We have and have long since already had the web interface compatibility problem. This doesn't really change that, other than an unpredictable change in websites becoming more or less useful and compatible. Having Edge didn't make developers more or less willing to code for Firefox.
There seems to be quite a bit of speculation in this article. I think it's more likely that Microsoft will replace the engine in Edge from EdgeHTML to Chromium. They'll probably keep the name Edge, and make it look the same and have more or less the same features. (Though maybe they'll do a re-release with a code name, like Mozilla did with Firefox Quantum.) This makes sense to me from a business perspective, as it's much cheaper to use someone else's engine than to maintain their own, and functionally it makes little difference.

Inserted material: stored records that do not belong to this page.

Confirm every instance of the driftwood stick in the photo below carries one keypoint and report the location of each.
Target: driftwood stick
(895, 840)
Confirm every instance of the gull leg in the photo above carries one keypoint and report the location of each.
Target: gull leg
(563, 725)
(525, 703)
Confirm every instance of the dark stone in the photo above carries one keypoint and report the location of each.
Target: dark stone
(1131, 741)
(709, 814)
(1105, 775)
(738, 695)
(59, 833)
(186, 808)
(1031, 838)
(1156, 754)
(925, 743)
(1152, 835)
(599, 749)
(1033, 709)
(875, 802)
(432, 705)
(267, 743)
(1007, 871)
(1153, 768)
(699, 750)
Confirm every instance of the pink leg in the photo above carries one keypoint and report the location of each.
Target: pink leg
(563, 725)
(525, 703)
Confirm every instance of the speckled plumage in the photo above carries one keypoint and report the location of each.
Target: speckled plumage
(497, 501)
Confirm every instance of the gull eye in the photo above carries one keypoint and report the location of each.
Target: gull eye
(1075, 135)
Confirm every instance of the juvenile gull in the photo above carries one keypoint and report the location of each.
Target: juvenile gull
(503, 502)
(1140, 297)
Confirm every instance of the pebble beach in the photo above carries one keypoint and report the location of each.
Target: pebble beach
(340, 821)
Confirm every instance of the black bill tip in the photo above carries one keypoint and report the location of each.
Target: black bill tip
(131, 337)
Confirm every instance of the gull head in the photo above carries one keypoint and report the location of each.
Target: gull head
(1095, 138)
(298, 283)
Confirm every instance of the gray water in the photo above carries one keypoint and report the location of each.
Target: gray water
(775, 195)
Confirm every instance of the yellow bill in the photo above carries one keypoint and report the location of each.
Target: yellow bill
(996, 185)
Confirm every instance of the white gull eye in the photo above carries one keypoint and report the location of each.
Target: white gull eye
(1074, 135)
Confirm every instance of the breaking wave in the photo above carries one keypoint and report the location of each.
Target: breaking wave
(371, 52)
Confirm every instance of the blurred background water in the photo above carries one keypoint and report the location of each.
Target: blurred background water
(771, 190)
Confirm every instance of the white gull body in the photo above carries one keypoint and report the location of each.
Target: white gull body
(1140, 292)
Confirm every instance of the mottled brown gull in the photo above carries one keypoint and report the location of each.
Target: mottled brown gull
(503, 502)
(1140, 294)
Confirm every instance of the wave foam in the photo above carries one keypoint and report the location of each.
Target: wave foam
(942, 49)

I make my kid use Edge just so I can see how good it's doing against other browsers (Hahahaha, this sounds like a real shitty thing to do now that I say it aloud). It's fast, I've never seen it crash. I could use it and live a fulfilling life. Whatever...
I'm fundamentally dependent on Chrome because Join lets me text from my desktop with it. If you're using Signal, on desktop it's a Chromium plugin. Chrome's a pig - it's a big, fat crashy pig. But until someone comes up with a decent desktop MMS interface, I'm stuck with Chrome.
https://www.theverge.com/2018/6/18/17475390/android-messages-text-from-web-feature If you use the Google Messages app, you can text from any browser. Not sure if it properly does MMS, but it's worth a try. I've gone Firefox earlier this year and haven't looked back. Solid, stable, fast. UI is kinda wonky IMO but not unbearably so.